Using network risk assessment tools is the first step to building a strong defense is to understand where your defenses are currently weak and how you can strengthen them.

images.jpg

While it's vital that your organization regularly perform such audits of security policies and procedures, it's just as important to include a network risk assessment in this process.

External network risk assessment tools can be used in the first phase of identifying potential network security vulnerabilities on your organization's systems that are visible to the general public from the Internet. An internal assessment uses similar methodology, but you conduct it from the point of view of someone with access to the internal network.

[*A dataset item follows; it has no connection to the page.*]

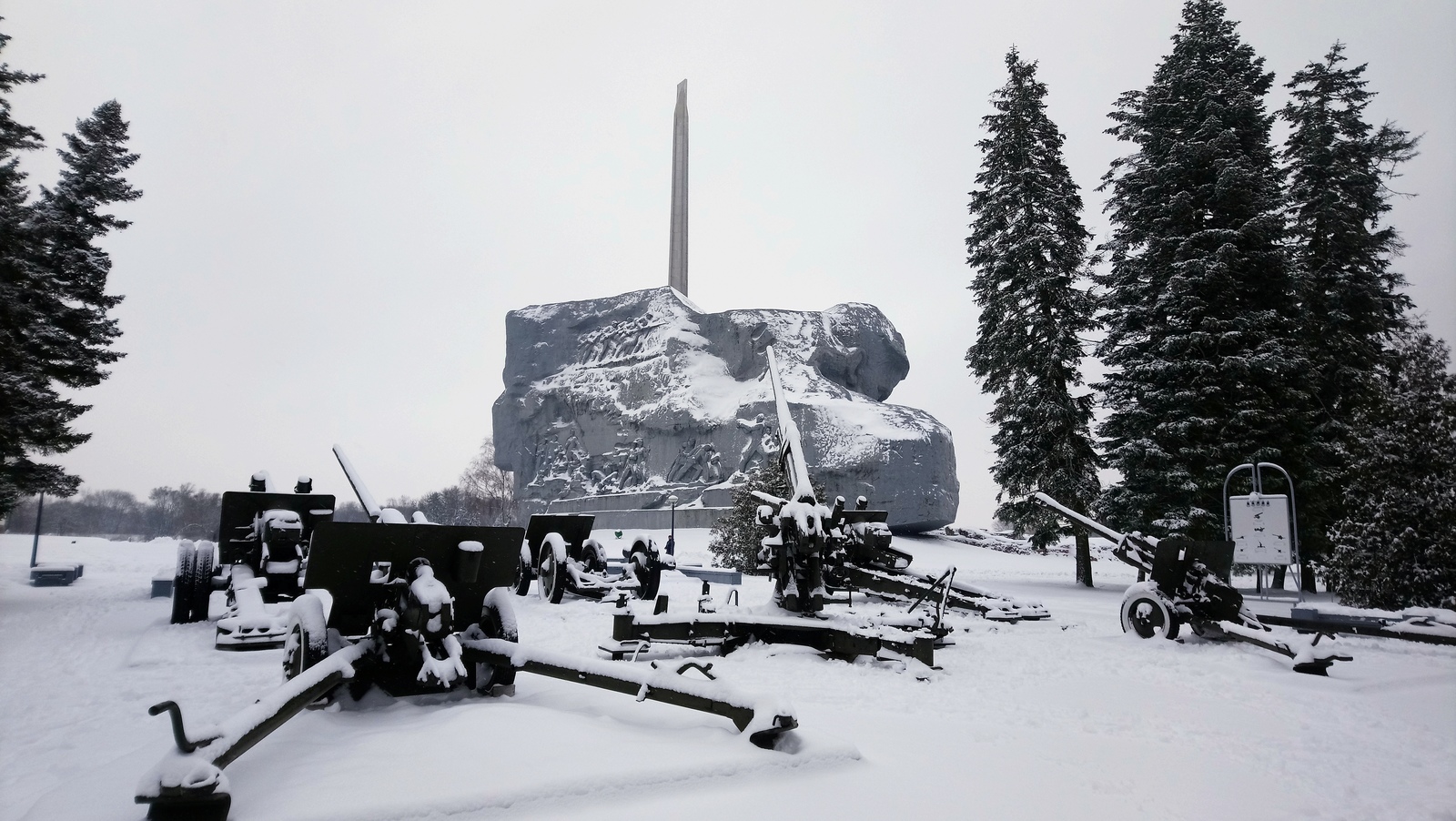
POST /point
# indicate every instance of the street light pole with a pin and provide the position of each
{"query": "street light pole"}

Using a combination network risk assessment tools of various freeware and commercial techniques to evaluate your network offers a clear picture of the dangers the company faces. At the minimum, an effective network assessment testing methodology should address the following areas:

External network topology for improper firewall configuration

Router filtering rules and configuration

Weak authentication mechanisms (which could lead to a dictionary-based authentication attack)

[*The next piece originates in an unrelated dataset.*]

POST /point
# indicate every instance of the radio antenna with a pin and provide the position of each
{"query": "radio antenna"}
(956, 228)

Improperly configured or vulnerable e-mail and DNS servers

Potential network-layer Web server exploits

Improperly configured database servers

SNMP checks

Vulnerable FTP servers

Make a point of emphasizing systems that deliver content or services to the public Internet. Common delivery mechanisms are at a greater security risk of becoming targets for potential intruders and automated malicious software, including worm attacks due to increased accessibility and exposure. 

Your network risk assessment tools should include discovery, device profiling and scanning.

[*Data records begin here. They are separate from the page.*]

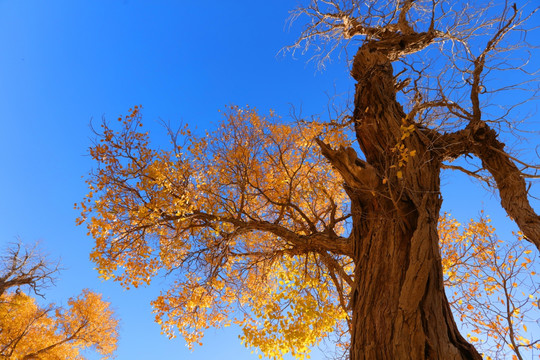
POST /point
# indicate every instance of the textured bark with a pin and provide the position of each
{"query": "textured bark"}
(399, 307)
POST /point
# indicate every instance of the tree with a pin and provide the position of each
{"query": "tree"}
(487, 279)
(288, 223)
(29, 331)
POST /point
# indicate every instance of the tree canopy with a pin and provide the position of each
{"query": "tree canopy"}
(31, 331)
(285, 230)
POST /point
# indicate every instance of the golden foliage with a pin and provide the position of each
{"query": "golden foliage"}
(233, 214)
(486, 280)
(29, 331)
(249, 219)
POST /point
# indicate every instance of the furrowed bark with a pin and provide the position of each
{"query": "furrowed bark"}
(399, 308)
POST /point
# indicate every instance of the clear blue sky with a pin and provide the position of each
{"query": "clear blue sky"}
(63, 63)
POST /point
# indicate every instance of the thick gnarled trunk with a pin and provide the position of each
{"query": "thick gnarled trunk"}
(400, 310)
(399, 307)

Discovery involves establishing a fingerprint of the target network segment. This should include all active device addresses and their associated TCP, UDP, and other network services accessible from the internal network.

During this phase, use both active and passive sniffers to collect network traffic for parsing and analysis. Information obtained through this method should include identification of active hosts, authentication credentials (such as username and password combinations), indication of potential computer worm and/or Trojan presence, and other vulnerabilities.

Using the information gathered during the discovery phase, you can analyze the list of accessible network services, Internet Protocol (IP) stack fingerprints, and known network architectures to identify potential roles and trust relationships each device plays in your network infrastructure.

Test each network service identified during the discovery and device profiling phases for known vulnerabilities. Vulnerabilities can fall into one or more categories. These include:

System compromise

Unauthorized data access

Information disclosure

Command execution

Denial of service (DoS)

After you've completed the first three phases of your network risk assessment, your final step is to attempt to exploit or validate all results from the vulnerability scanning phase. Tests and techniques applied during this stage of the assessment are often very specific to the potential vulnerabilities detected. This final phase of the assessment will generate the bulk of your results.

Assessing your network for potential risks and using network risk assessment tools is part of the responsibility of providing network services to your organization's users and customers. After you finish these steps, you should have an overall outlook on what type of cyber security your business needs. A professional will still want to go through your resources and do his own risk assessment.